The night before Thanksgiving I asked my sister, “You don’t think either one (Brother #1′s wife and Brother #2′s girlfriend) will bring up the house, do you?” We decided they wouldn’t. And they did. Twice.
I wouldn’t know how to even begin to fully explain my relationship with my dad. I’ve written before about the years around college. Since I’ve been back home (to graduate and then save for a home) things have generally been okay as long as no mention is made of future plans. Any discussion in that vein ends badly because my dad seems incapable of accepting change. He would be perfectly happy for me (all of us, really) to stay home forever. Unfortunately for him, I would not.
So this last year since graduating I’ve been saving and watching the market. I’ve explored every avenue I know to explore from agency listings to “for sale by owner”s to HUD listings to foreclosures. I’ve watched for available land in the possibility of building. All along I’ve wished that he was the father I could ask to help me sort out all of my options and have even said as much to my sister.
He’s been aware of the fact that I’ve been looking, but he hasn’t appeared to accept the certainty of the move. Now that I’ve found what I believe to be the right home, he’s suddenly very interested in giving his dissenting opinion – not of the specific house but of buying a house in general. He hands me a card for United-Bilt Homes that he’s had for months. (Much like the summer before college, he was against any other school but our local one until late July.
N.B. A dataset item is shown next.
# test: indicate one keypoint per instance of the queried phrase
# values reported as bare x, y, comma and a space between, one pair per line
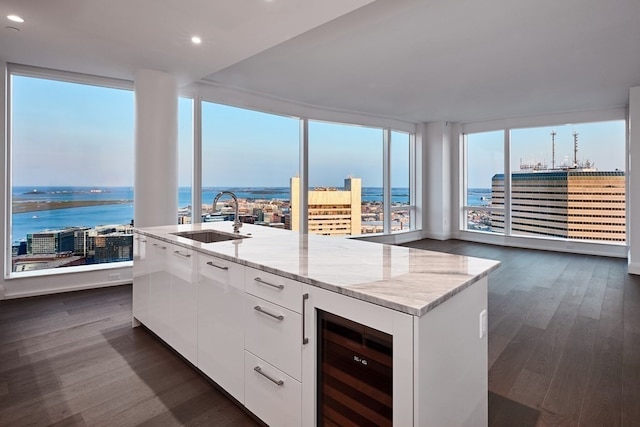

Then – when the move to Florida is imminent – he asks me why don’t I look at these other Texas schools.) He criticizes me for not looking into other options but ignores my attempts to explain that I have.
I’ve begun my 10-day option period and will be meeting with a home inspector Thursday morning. If all goes well, I could close by December 22nd!
And yet, once again, what should be an exciting, happy time will be shadowed by regret that my father can’t be the father I want need him to be.